Melinoë, diosa hecha de la luz más pura y la oscuridad más profunda, vagaba tranquilamente disfrutando del escándalo que su presencia generaba. Ladridos y llanto a su paso quedaban, confusión y miedo a cada simple paso de la espectral hija de Hades.

No lo podía evitar; vagar daba paz a su mente, la paz que les robaba a otros. Sin embargo, una emoción aún más fuerte llegó hasta ella. Una emoción cálida, tanto que casi la hizo temblar, despertando de su letargo de oscuridad y locura.

Se detuvo, poniendo atención a aquel llamado. Un llamado muy diferente a los que ella estaba acostumbrada. Aquella alma no gritaba con dolor y sus emociones no la llamaban con desesperación. La confusión se reflejó en el rostro cubierto por su velo divino.

Puso atención, dejándose guiar por aquella súplica. Escuchando con atención lo que aquella alma mortal le pedía. Entonces las palabras claras, como el agua del Estigia, llegaron a su mente. No era un llamado, ni era una súplica; era una plegaria, una dulce y devota plegaria, una plegaria a ella que llevaba dolor y locura.
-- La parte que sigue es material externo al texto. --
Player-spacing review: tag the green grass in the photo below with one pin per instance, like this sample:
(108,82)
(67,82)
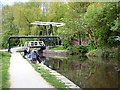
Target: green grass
(58,48)
(50,78)
(4,66)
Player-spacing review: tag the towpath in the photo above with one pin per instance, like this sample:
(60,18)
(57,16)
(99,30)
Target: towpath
(23,75)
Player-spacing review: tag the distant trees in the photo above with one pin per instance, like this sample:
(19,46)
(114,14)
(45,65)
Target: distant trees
(98,22)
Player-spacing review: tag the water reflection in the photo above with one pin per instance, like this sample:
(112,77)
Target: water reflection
(87,73)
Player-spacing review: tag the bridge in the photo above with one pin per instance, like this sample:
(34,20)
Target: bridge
(42,46)
(34,44)
(44,34)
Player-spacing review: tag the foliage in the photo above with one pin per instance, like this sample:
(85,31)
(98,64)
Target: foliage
(58,48)
(5,57)
(96,21)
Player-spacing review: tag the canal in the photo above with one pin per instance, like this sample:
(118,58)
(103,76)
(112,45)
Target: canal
(87,72)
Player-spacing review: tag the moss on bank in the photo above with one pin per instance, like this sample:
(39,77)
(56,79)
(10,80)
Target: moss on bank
(105,53)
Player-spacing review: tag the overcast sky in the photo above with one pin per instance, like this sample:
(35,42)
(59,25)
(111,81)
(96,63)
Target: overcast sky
(11,2)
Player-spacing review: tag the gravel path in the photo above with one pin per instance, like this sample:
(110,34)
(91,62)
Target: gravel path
(22,74)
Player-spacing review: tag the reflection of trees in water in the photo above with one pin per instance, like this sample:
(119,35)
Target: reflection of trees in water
(88,73)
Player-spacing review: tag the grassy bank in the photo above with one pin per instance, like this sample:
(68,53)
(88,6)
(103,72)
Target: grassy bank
(4,66)
(50,78)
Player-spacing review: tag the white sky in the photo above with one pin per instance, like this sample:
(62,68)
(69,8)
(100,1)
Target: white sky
(11,2)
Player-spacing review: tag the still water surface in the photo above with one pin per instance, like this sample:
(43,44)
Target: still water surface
(87,73)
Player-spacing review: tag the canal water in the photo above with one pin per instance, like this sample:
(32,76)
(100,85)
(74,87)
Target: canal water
(87,72)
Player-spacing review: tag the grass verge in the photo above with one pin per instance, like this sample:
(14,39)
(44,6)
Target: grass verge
(50,78)
(4,66)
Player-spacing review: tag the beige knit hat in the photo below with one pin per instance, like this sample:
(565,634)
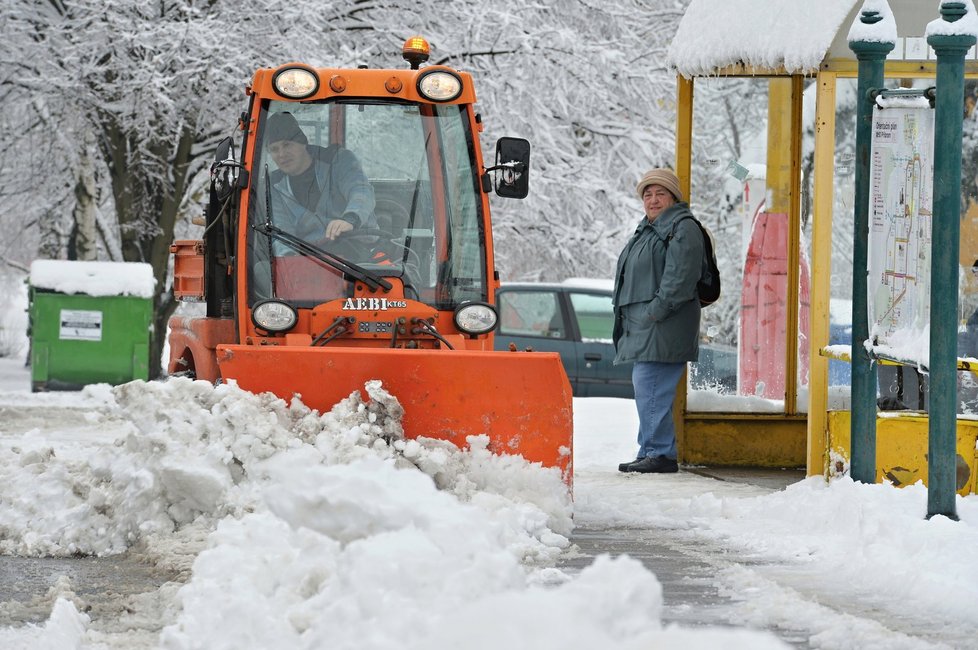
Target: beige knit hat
(664,177)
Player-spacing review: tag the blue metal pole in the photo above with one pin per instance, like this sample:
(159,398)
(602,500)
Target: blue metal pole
(862,432)
(942,434)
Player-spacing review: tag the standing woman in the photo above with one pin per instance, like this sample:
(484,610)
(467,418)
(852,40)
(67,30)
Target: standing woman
(657,314)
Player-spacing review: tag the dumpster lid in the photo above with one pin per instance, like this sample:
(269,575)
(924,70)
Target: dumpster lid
(94,278)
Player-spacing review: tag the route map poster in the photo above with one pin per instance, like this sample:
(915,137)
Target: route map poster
(900,221)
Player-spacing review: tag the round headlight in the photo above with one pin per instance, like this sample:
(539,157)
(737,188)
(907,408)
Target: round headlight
(475,318)
(273,316)
(296,83)
(440,86)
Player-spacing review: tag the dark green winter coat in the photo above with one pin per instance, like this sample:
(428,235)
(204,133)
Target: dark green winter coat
(657,312)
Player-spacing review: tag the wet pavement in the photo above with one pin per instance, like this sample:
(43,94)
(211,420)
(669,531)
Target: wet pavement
(685,568)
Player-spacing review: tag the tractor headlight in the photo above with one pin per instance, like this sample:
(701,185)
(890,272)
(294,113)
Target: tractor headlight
(297,83)
(273,316)
(475,318)
(440,86)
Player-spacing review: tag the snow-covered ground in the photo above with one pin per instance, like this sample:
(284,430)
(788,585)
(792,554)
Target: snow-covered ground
(300,530)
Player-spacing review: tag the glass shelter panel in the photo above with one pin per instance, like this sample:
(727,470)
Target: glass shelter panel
(736,191)
(900,387)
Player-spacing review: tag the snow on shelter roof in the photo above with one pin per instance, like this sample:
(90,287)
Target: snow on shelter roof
(94,278)
(793,34)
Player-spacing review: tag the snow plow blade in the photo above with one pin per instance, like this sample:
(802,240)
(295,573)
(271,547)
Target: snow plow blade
(521,400)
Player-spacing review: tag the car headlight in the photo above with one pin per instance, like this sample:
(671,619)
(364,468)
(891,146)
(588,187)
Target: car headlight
(440,86)
(297,83)
(475,318)
(273,316)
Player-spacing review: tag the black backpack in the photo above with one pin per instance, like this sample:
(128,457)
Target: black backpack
(708,288)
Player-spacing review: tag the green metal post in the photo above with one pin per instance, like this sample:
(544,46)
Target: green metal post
(862,433)
(942,434)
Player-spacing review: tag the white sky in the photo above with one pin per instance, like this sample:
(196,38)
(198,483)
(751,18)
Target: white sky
(311,532)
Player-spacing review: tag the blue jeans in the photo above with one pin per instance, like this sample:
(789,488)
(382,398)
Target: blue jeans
(655,389)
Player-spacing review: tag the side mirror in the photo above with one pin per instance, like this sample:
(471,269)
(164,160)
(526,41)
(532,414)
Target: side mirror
(512,168)
(226,173)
Melinoë, hija del velo y el silencio, 

guardián de los que no encuentran paz,

si has de venir esta noche,

hazlo con ojos que comprendan, no que juzguen.

Si he de soñar,

que no sea solo el reflejo de mi miedo, 

sino su raíz…

para que, al despertar, 

sepa por qué aún tiemblo.

No me robes el juicio,

pero tampoco me dejes cuerdo si eso ha de condenarme.

Guía a los que me rondan,

esos que murieron con palabras sin decir,

y susurra por mí en el lenguaje que los vivos olvidaron.

Dame un suspiro de tu noche,

y a cambio,

te daré mi verdad más oculta.

Aquello había sido una oración, da devoción la fe mortal era aun mas poderosa que el miedo o el dolor, una plegaria con voz temblorosa, hecha no por cobardía, sino por sinceridad. No era un ruego por protección, ni una súplica para alejar el miedo. Era algo más raro. Más puro, algo que alimentaba diferente a cualquier dios.

Una mortal había llamado a la diosa de los fantasmas, las pesadillas y la locura, no para pedirle que se marchara, no para pedir misericordia, sino para pedir la verdad. Y eso sí que quebraba algo en la oscuridad que Melinoë llevaba consigo.

Ella apareció, como neblina que entra por la rendija de un sueño cerrado. Su silueta no impuso, pero tampoco pidió permiso. Cabello partido en blanco y negro, como el velo entre la vida y la muerte; ojos grises como el humo que queda cuando todo arde por dentro. Se inclinó con delicadeza sobre el cuerpo dormido.

La mortal, sin saberlo, le había ofrecido algo que los dioses rara vez reciben, confianza sin condiciones, fe ciega sin temor alguno y eso la conmovió.

Para muchos soy oscuridad, tormento y dolor... — Un suspiro escapó de sus labios, suave, apenas una brisa que movió las pesadillas en espera, conteniéndolas lejos de la joven que descansaba sobre su lecho.— Pero esta noche para ti seré luz, guía y consuelo...

Con suavidad estiro sus manos, traslucidas tocando, no solo su frente si no tambien su alma

¿Verdad? ¿Eso es lo que buscas… cuando podrías pedirme olvido? —susurró, su voz hecha de cenizas dulces y antiguas lágrimas. Ella la contempló con ternura melancólica. No humana, sino vieja, como quien a visto demasiadas vidas, demasiadas verdades y aun así no ha podido aprender a odiarlas. — Entonces te la daré… como solo yo sé darla. No será limpia. No será hermosa. Pero será tuya.

Y en su sueño, la mortal vio. Vio su propio reflejo sin máscaras, las cosas que había escondido de sí mismo. Vio memorias que había sellado con risa y orgullo. En el centro de todo estaba Melinoë, sentada iluminando la penumbra de aquel sueño con esa paz que le daba solo aquellos que la ganaban.

Esa noche no fue una pesadilla, fue un espejo, fue una confesión compartida. Y cuando el mortal despertó, con lágrimas saladas en las pestañas y una nueva calma donde antes había ruido… Melinoë ya no estaba.

Solo el leve perfume a incienso viejo. Y la certeza de que alguien lo había escuchado, no con oídos, sino con alma.